Susanne Dähner: Wir beobachten seit ein paar Jahren ein wachsendes Interesse am Land. Langjährige überzeugte Stadtbewohner zieht es immer häufiger dorthin, wo Platz und Freiräume im Überfluss vorhanden sind, während das Leben in den Städten immer beengter und teurer wird.

Die Statistik zeigt ein anderes Bild: 89.515 Menschen zogen 2020 nach Hamburg zu, nur 83.993 weg. Wie passt das zusammen?

Das Wachstum der Großstädte hängt vor allem am Zuzug aus dem Ausland. Im ersten Coronajahr ist dieser stark eingebrochen, wodurch die Wegzüge aus den Städten deutlicher in der Statistik hervortraten. Die Pandemie hat verstärkt, was zuvor schon spürbar war: Eine wachsende Zahl Städter zieht es – zumindest gedanklich – aufs Land.

Sehnsüchte wie Naturnähe, Ruhe, Nachbarschaftlichkeit verbinden sich mit dem Landleben. Was davon lässt sich verwirklichen?

Wichtig ist, dass sich die Zuziehenden auch auf das einlassen, was sie vorfinden. Wo neue Begegnungs-, Freizeit- und Arbeitsorte entstehen, wo Menschen – Einheimische und Zugezogene – aktiv sind, Veränderungen anstoßen und das Ländliche neu interpretieren, zieht es am ehesten auch weitere neue Bewohner hin.

Brauchen die ländlichen Kommunen die Menschen aus der Stadt denn?

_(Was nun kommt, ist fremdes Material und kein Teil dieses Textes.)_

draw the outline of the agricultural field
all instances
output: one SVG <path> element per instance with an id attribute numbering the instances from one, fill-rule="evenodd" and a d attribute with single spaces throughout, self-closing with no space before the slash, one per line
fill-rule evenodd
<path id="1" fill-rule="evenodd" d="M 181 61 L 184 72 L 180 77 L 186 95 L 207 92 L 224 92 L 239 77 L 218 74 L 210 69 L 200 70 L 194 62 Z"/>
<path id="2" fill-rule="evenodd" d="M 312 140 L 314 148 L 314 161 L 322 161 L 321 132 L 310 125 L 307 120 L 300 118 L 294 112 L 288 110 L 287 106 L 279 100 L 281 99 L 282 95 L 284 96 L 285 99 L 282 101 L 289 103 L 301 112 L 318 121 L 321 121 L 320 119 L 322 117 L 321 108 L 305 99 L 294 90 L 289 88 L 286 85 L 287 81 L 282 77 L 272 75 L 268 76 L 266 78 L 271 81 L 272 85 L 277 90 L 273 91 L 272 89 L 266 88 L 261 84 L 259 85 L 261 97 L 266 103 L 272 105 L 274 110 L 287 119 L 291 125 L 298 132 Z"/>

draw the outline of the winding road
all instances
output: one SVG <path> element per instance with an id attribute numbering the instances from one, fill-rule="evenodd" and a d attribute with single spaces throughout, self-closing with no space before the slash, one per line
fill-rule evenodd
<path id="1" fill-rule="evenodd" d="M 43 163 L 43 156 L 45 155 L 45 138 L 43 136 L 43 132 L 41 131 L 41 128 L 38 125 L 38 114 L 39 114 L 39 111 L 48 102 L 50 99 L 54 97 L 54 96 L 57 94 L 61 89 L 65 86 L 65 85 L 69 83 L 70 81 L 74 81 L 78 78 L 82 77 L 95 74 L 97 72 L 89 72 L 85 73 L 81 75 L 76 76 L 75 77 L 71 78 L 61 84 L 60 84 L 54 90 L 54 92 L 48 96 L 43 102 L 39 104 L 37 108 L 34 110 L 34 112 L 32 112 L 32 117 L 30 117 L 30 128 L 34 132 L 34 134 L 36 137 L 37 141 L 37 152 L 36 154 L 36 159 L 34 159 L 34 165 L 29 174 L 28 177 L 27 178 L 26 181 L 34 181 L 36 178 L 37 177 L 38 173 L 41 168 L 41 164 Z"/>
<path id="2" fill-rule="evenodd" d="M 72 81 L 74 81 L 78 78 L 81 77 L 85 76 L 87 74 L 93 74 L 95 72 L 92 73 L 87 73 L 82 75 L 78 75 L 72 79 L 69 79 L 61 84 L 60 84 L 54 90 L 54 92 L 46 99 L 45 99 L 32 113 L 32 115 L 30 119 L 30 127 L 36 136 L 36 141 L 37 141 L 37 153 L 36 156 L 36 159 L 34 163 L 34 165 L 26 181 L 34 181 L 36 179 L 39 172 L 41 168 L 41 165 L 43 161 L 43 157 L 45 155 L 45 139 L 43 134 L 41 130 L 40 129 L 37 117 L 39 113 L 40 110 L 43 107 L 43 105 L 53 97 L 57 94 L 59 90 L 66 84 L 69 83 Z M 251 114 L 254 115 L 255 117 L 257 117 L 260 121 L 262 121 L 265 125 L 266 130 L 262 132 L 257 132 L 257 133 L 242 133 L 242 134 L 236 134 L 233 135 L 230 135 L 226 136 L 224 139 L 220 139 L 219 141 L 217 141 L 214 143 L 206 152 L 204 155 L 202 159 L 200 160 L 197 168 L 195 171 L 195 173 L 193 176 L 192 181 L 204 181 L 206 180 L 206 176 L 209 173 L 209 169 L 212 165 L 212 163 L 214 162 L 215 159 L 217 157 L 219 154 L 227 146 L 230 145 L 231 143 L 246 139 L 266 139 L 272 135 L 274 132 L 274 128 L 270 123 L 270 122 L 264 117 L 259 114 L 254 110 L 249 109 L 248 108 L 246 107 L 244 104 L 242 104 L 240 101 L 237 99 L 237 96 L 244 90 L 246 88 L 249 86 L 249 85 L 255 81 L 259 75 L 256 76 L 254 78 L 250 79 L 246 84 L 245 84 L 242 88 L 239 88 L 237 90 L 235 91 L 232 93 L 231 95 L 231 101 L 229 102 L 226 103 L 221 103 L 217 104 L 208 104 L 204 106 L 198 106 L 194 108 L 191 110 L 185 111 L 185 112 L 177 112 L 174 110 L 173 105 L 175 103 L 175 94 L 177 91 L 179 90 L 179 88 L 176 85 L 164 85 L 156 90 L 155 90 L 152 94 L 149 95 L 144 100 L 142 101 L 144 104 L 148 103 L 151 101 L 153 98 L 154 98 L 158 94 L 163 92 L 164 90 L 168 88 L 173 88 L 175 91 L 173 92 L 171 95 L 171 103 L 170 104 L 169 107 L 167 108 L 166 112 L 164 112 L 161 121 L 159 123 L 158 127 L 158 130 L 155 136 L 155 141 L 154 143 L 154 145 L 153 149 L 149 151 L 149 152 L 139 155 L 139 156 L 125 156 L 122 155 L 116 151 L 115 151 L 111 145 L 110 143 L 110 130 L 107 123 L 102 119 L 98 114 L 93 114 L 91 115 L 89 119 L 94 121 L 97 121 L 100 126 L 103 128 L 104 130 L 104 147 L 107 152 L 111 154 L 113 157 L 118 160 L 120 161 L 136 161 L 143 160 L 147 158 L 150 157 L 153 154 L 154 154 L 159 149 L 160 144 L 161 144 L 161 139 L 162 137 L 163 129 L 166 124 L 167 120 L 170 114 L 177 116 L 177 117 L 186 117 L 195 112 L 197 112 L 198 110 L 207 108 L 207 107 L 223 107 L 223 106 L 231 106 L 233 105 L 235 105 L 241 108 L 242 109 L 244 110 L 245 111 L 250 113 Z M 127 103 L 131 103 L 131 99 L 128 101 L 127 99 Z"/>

Viele ländliche Regionen brauchen Zuzug, um dem demografischen Wandel etwas entgegenzusetzen. Viele Aspekte bestimmen die Entscheidung für einen Wohnstandort. Für Familien sind Schulen ganz wichtig, gerade ehemalige Städter schätzen eine gute Verkehrsanbindung und Mobilitätsangebote.

Ohne schnelles Internet wird es aber nicht gehen-

Sowohl für diejenigen, die schon immer auf dem Land leben, als auch für diejenigen, die aus der Großstadt wegziehen, gehört eine schnelle Datenleitung neben der Nähe zur Natur inzwischen zu den wichtigsten Kriterien bei der ländlichen Wohnortwahl.

Foto: Berlin-Institut

Susanne Dähner ist seit 2016 Wissenschaftliche Mitarbeiterin am Berlin-Institut für Bevölkerung und Entwicklung.

Liegt die Zukunft ländlicher Räume darin, dass sie urbaner werden?

Dörfer sollten auf alle Fälle ihre Ländlichkeit behalten, das macht für viele langjährige und zugezogene Land­be­woh­ne­r ja ihren Reiz aus. Aber sie sollten sich auch offen zeigen für neue Entwicklungen aus den Städten.

Wer träumt denn vom Leben auf dem Dorf?

Viele Ver­tre­te­r der neuen Landlust stammen aus einem akademischen Milieu. Aber die Wanderungsstatistiken zeigen auch, dass tatsächlich wieder vermehrt Familien in ländliche und kleinstädtische Umfelder ziehen. Vielleicht werden zukünftig die oft gezeichneten Gegensätze zwischen Stadt und Land kleiner.